French multinational utility Engie is probing the cause of a fire that last month burned through a lithium-ion battery system during its commissioning in Belgium.
Images of the flames engulfing an Engie Ineo battery container at Engie’s test site in Drogenbos, near Brussels, were shared on social media and even made it onto the local BX1 news.
Engie Benelux spokesperson Olivier Desclée confirmed nobody was hurt in the blaze that broke out on the morning of Saturday, November 11.
“The firefighters arrived rapidly at the site and have very rapidly extinguished the fire, [which] did not extend to the other containers or other parts of the site,” he said. “The firefighters have continued to water the containers in order to cool them down, which was the case a bit later in the early afternoon.”
Despite the rapid response, the Engie Ineo lithium-ion battery system was damaged seriously enough to represent a “total loss,” he said.
Only “light external, peripheral and easily repairable damage” was caused to two neighboring containers, containing battery systems from GE and Alphen, he said.
None of the systems were connected to the grid when the fire broke out, he confirmed, and the facility was fully equipped with fire detection and extinguishing systems. Evidently these systems failed to extinguish the flames, which can be seen emerging from the container alongside a plume of gray smoke in the YouTube video of the incident.
Engie is not planning on changes to its Drogenbos test center safety protocols until the root cause of the fire has been established. “For the timing, it is difficult to say,” said Desclée.
The incident marks a setback for Engie’s plans to test batteries for high-voltage grid ancillary services at the Drogenbos Energy Storage Park, on the site of a former gas-fired power station.
The park was launched in July as Belgium’s first battery test facility, with capacity to store 20 megawatt-hours of renewable energy.
“Such a capability could help Elia, Belgium’s transmission system operator, increase the stability and reliability of supply,” said Pascal Renaud, Engie’s chief European maintenance and operations officer, in a company communication on the launch.
Although Engie planned to test systems from four manufacturers, each with a maximum capacity of 6 megawatts, it is understood only Ineo, GE and Alfen products had been installed when the fire broke out.
Engie was aiming to test the battery systems under identical conditions.
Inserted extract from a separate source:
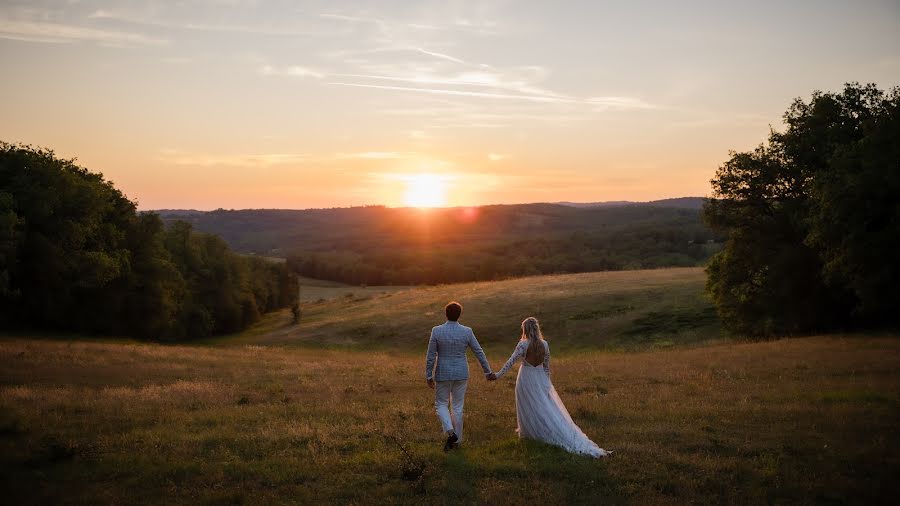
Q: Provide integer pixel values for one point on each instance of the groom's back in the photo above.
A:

The company ultimately plans to use Drogenbos as a test bed for other energy storage technologies, including compressed air, flywheels and redox flow batteries.
“The project will give Engie a clearer understanding of how batteries work and enable it to test different energy models and gain experience in battery procurement, use and operation,” said the company.
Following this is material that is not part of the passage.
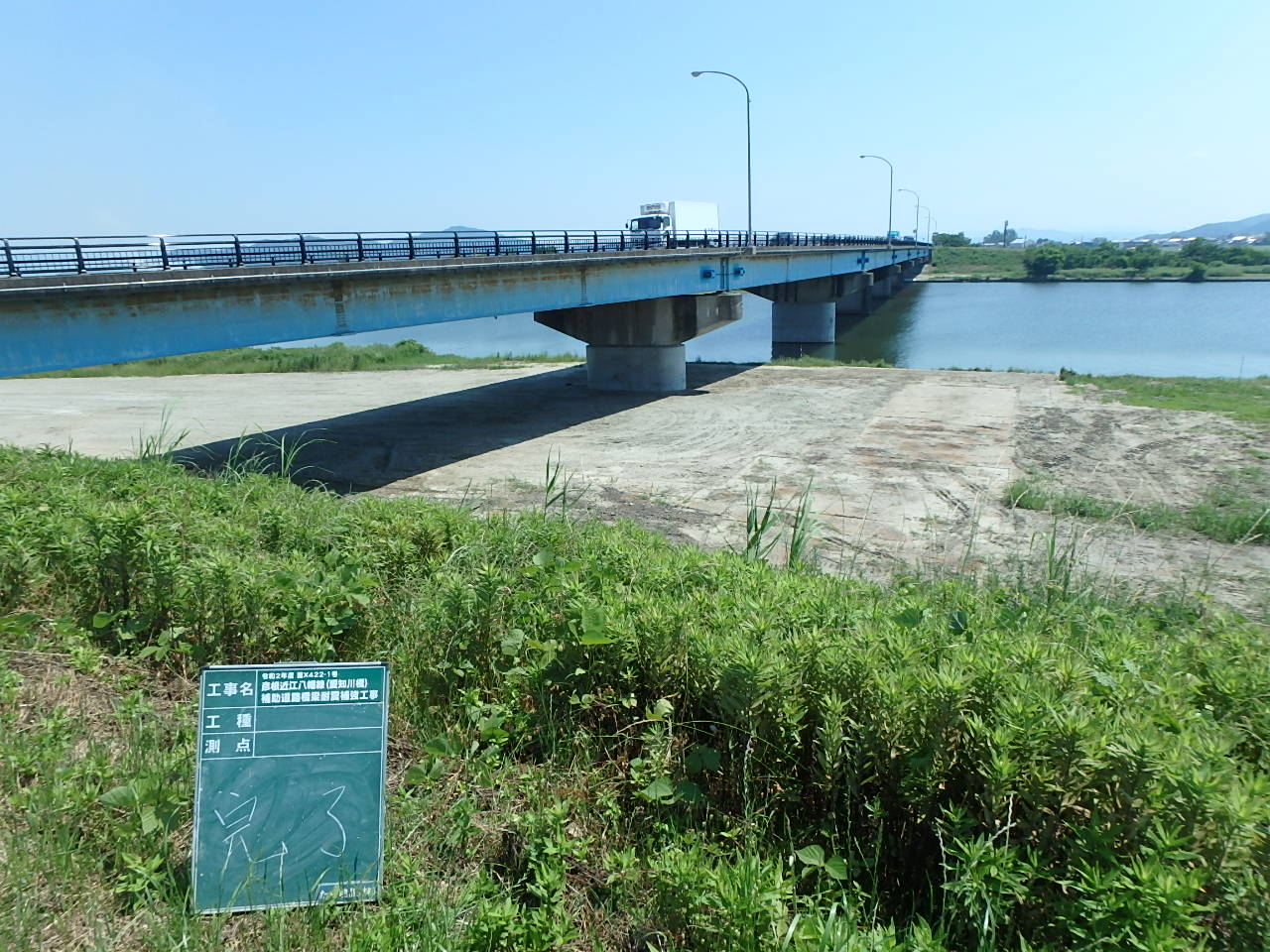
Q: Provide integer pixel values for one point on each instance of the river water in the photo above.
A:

The incident appears to be the first battery blaze to befall Engie’s Ineo division, which is described as “a solutions integrator for connected cities and regions, as well as a key player in electrical engineering fields.”
It is unclear where Ineo sourced the batteries for its Drogenbos system, but in the past the division has worked with France’s Saft on the provision of lithium-ion batteries for the French army. (Note: after publishing, a spokesperson for Saft confirmed that the battery did not come from the company.)
And while the cause of the fire remains uncertain, the accident is likely to heighten concerns over the safety of lithium-ion battery systems. The chemistry has been implicated in several scares over the years.
A containerized battery system caught fire in Arizona Public Service territory near Flagstaff in November 2012, local media reported.
In 2015 the University of Maryland’s Department of Fire Protection Engineering posted an alarming video of lithium-ion batteries sparking and flaring on exposure to a naked flame.
And in June it emerged that lithium-ion batteries in consumer electronics devices were catching fire on aircraft once every 10 days on average. Samsung’s Galaxy Note 7 smartphone was withdrawn from the market last year because its lithium-ion batteries kept burning up.
System design expert Eric Lewis, of London-based consultancy Enstore, urged system developers to step up safety efforts related to lithium-ion batteries.
“The most important step is to design a lithium-ion battery module so that a fire in one cell does not cause adjacent cells to overheat -- that can then lead to a meltdown,” he said. “The market for lithium-ion batteries is extremely competitive; the correct design features to avoid a meltdown are available, but at a small increase in cost.”
This could lead some system designers to choose a battery that could become a fire hazard, he warned.